So to reiterate the initial idea. It would be to take each individual sample and split it into four layers. At the moment I’ve done two via HPSS and two via NMF. This could be more or less layers and/or different types, but I’ve had good results with these algorithms.

For now I’m combining all of those into a single 4-channel buffer with the same name and duration as the original as this makes other stuff easier as well (playback/etc…).

This much is working so far.

Before I got sidetracked about how quickly I’ll run out of ram (thanks for the example patches @tutschku!), I was wondering how to best go about analyzing how layers might combine to be query-able.

On thinking about it this morning, I thought I can just fluid.bufcompose~ every possibel combination of layers to create accurate analyses of how these would sound together.

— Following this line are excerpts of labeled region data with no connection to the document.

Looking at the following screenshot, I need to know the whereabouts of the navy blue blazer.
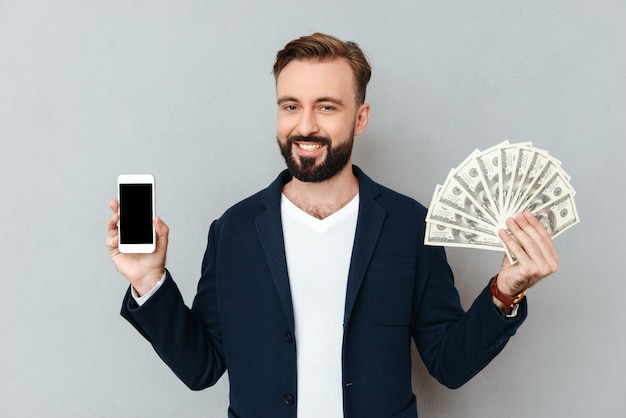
[122,167,526,418]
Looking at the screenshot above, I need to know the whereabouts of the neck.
[283,163,359,219]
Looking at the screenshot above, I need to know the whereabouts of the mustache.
[287,135,332,148]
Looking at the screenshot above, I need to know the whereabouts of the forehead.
[276,59,356,99]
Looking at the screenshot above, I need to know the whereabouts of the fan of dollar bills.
[424,141,580,263]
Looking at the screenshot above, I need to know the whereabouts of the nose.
[297,109,319,136]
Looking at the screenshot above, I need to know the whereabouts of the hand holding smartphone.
[117,174,156,254]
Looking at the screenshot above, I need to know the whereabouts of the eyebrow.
[277,96,343,106]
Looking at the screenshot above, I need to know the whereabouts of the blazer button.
[283,393,296,405]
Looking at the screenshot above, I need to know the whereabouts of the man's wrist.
[489,274,527,316]
[130,272,166,306]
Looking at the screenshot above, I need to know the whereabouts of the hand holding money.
[424,141,580,264]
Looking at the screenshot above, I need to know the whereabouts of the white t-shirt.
[281,195,359,418]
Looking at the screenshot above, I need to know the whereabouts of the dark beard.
[278,135,354,183]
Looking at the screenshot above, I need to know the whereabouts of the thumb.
[154,216,170,252]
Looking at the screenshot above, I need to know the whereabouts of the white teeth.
[298,144,322,151]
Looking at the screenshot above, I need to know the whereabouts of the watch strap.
[489,274,528,308]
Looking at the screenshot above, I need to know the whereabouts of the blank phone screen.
[120,184,152,244]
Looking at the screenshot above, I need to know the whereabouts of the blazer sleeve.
[121,220,226,390]
[414,247,527,389]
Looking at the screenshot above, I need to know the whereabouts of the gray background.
[0,0,626,417]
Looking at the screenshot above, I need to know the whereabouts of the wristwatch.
[489,274,528,308]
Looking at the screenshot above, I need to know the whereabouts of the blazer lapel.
[344,166,387,327]
[256,171,295,330]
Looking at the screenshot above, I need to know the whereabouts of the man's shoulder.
[355,168,427,215]
[214,171,286,221]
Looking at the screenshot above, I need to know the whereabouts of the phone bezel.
[117,174,156,254]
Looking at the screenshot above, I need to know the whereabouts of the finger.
[104,235,119,251]
[507,213,549,260]
[106,213,120,236]
[515,212,558,275]
[153,216,170,252]
[524,212,559,262]
[109,199,119,213]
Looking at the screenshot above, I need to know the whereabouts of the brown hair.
[273,32,372,105]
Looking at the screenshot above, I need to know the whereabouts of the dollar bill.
[424,141,580,263]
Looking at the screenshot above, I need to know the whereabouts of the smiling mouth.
[297,142,324,151]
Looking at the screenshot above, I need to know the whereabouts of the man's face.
[276,59,369,182]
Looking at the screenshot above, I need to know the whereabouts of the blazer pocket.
[367,258,417,326]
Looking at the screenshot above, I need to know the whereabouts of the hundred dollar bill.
[449,150,497,225]
[426,185,495,235]
[534,194,580,238]
[520,167,576,213]
[437,170,497,225]
[424,222,504,251]
[499,142,532,217]
[476,141,508,217]
[514,158,560,213]
[507,148,547,216]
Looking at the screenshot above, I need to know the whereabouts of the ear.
[354,103,370,136]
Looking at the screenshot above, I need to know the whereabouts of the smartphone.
[117,174,156,253]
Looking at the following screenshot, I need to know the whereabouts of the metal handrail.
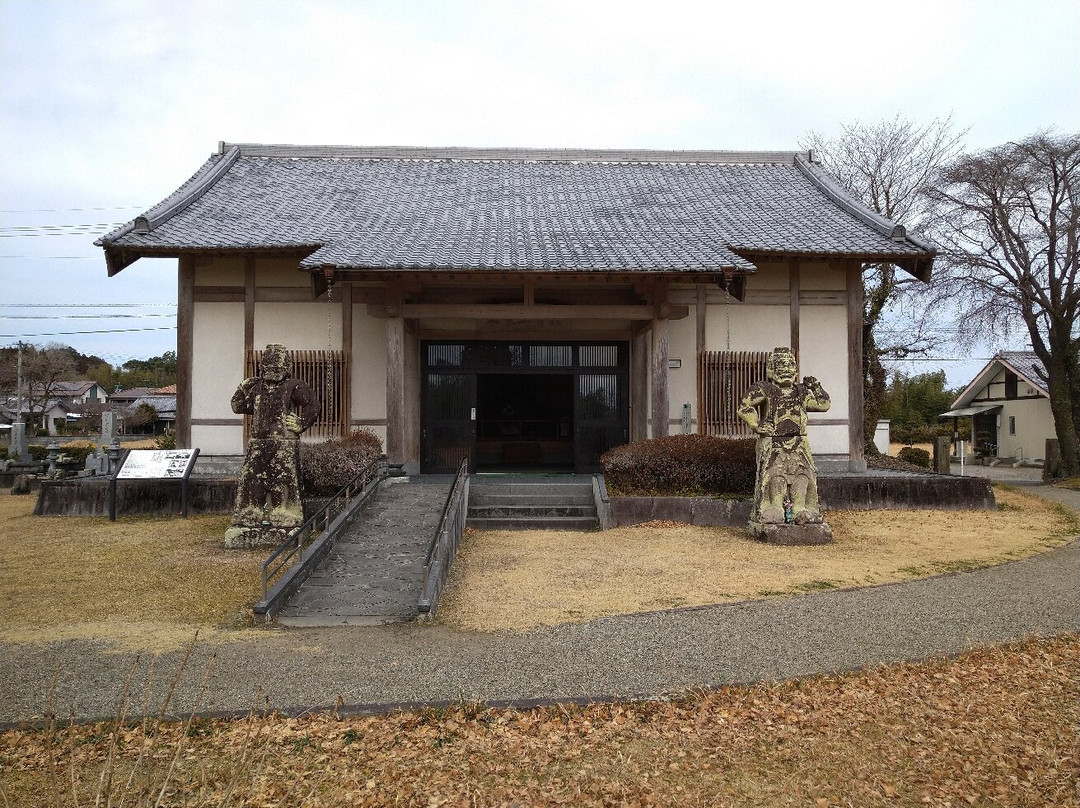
[417,457,469,617]
[259,455,389,603]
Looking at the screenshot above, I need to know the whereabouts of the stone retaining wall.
[33,477,237,516]
[595,474,997,530]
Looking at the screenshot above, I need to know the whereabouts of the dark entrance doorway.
[475,373,573,471]
[420,341,630,473]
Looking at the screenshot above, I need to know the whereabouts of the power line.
[0,221,123,239]
[0,314,176,320]
[0,205,141,213]
[0,325,176,339]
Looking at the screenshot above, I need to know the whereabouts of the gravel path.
[0,529,1080,722]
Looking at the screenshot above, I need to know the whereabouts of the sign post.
[109,449,199,522]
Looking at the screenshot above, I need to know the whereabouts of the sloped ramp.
[278,477,451,627]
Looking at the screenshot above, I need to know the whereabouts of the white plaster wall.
[746,261,788,292]
[705,302,792,351]
[191,302,244,455]
[799,261,848,292]
[191,423,244,456]
[195,256,244,288]
[998,399,1056,459]
[667,308,698,425]
[255,258,311,287]
[252,300,341,351]
[352,306,387,423]
[799,306,849,455]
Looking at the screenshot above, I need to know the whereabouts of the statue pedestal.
[225,527,288,550]
[750,522,833,547]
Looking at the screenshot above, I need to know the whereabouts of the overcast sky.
[0,0,1080,385]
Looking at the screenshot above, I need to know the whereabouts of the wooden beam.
[847,261,866,473]
[338,283,352,434]
[694,285,708,355]
[244,255,255,355]
[630,328,649,441]
[387,282,406,464]
[176,255,195,449]
[367,304,690,320]
[787,259,802,363]
[651,318,671,437]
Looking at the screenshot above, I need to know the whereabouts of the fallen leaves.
[0,634,1080,808]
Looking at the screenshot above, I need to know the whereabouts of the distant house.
[941,351,1056,460]
[122,393,176,433]
[52,381,109,404]
[97,144,935,473]
[0,396,76,435]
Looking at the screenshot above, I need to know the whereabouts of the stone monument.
[739,348,833,544]
[225,344,320,549]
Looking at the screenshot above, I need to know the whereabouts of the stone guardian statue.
[225,344,320,549]
[739,348,833,544]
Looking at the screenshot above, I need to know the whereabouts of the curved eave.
[731,246,934,283]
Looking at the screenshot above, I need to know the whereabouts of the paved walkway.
[278,477,450,628]
[0,477,1080,722]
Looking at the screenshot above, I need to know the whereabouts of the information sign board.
[117,449,199,480]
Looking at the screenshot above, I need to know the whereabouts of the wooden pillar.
[338,283,352,435]
[651,281,671,437]
[244,255,255,349]
[787,260,802,367]
[405,321,420,474]
[693,283,708,356]
[847,261,866,473]
[176,255,195,449]
[387,284,405,464]
[630,325,649,441]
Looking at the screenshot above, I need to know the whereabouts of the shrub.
[896,446,930,469]
[300,429,382,497]
[600,435,756,497]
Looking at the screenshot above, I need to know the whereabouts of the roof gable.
[98,144,934,277]
[951,351,1050,409]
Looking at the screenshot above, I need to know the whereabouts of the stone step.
[469,501,596,521]
[469,516,600,530]
[470,477,593,497]
[469,487,596,507]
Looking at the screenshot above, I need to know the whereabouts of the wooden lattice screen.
[698,351,769,437]
[244,351,349,443]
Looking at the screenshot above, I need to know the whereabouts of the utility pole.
[15,340,23,423]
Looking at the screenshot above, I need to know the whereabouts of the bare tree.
[0,342,76,429]
[799,116,968,453]
[933,133,1080,476]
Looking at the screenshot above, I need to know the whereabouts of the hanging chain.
[724,274,731,353]
[323,278,332,439]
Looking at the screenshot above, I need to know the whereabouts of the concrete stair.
[468,474,599,530]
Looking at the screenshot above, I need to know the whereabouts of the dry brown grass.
[438,487,1078,631]
[0,495,265,649]
[0,634,1080,808]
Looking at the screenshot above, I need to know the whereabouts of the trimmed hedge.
[896,446,930,469]
[600,435,757,497]
[300,428,382,497]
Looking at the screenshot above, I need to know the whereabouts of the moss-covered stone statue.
[225,344,320,548]
[739,348,833,544]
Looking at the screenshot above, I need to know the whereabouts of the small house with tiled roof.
[97,144,934,472]
[941,351,1057,461]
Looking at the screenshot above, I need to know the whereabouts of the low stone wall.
[33,477,237,516]
[595,474,997,530]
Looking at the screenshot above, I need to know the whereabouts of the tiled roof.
[996,351,1050,395]
[97,144,934,275]
[953,351,1050,408]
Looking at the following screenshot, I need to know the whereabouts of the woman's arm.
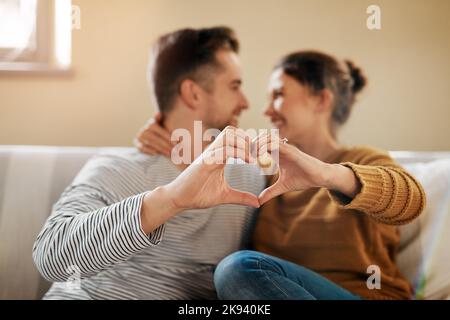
[253,132,426,225]
[326,149,426,225]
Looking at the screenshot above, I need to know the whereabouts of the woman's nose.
[264,103,275,117]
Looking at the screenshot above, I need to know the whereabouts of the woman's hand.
[133,112,174,157]
[141,127,259,234]
[166,126,259,210]
[253,134,360,205]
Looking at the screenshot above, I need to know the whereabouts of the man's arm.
[33,128,259,281]
[33,181,164,282]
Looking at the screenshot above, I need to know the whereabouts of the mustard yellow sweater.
[253,147,425,299]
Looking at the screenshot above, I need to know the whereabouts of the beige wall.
[0,0,450,150]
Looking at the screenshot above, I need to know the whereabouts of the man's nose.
[239,94,250,110]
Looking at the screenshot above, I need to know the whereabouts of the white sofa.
[0,146,450,299]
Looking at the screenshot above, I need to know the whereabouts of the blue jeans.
[214,250,361,300]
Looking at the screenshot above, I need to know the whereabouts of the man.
[33,27,265,299]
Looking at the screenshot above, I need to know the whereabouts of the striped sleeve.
[33,184,164,282]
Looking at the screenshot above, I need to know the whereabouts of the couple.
[33,28,425,299]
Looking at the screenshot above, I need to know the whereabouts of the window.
[0,0,72,72]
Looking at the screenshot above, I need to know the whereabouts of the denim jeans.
[214,250,361,300]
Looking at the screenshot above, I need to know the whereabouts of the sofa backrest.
[0,146,450,299]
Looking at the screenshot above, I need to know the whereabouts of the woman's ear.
[180,79,201,110]
[317,89,334,112]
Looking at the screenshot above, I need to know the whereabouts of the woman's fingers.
[211,126,251,158]
[258,180,286,206]
[203,146,254,165]
[138,131,172,157]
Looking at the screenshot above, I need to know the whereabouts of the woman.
[134,51,425,299]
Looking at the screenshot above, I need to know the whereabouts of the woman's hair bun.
[345,60,367,94]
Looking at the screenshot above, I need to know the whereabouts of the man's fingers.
[223,188,260,208]
[204,146,255,164]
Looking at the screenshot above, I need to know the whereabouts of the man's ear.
[180,79,201,110]
[316,89,334,112]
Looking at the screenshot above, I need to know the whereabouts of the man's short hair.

So if I have three samples (sample1, sample2, sample3) and I run them through the decomposition process, I’d then have twelve samples (sample1A, sample1B, sample1C, sample1D, sample2A, sample2B, etc…).

The brute force thing to do would be to analyze every combination/permutation of that (sample1A + sample2B, sample1A + sample3D, etc…). I could do that for every permutation except the combinations which form original samples (so no sample1A + sample1B since that would be the sum of HPSS).

Off the top of my head I don’t know how to calculate the combinatorics here, but I know enough to know that that will become a really really really big analysis set. (ca. 1700 samples, 4 layers each, every possible combination up to 4 simultaneous sounds).

AND

That only takes into consideration starting all the files at the same time. So having stuff where sample1A starts at 0 and sample3C starts at 120ms, is out of the question.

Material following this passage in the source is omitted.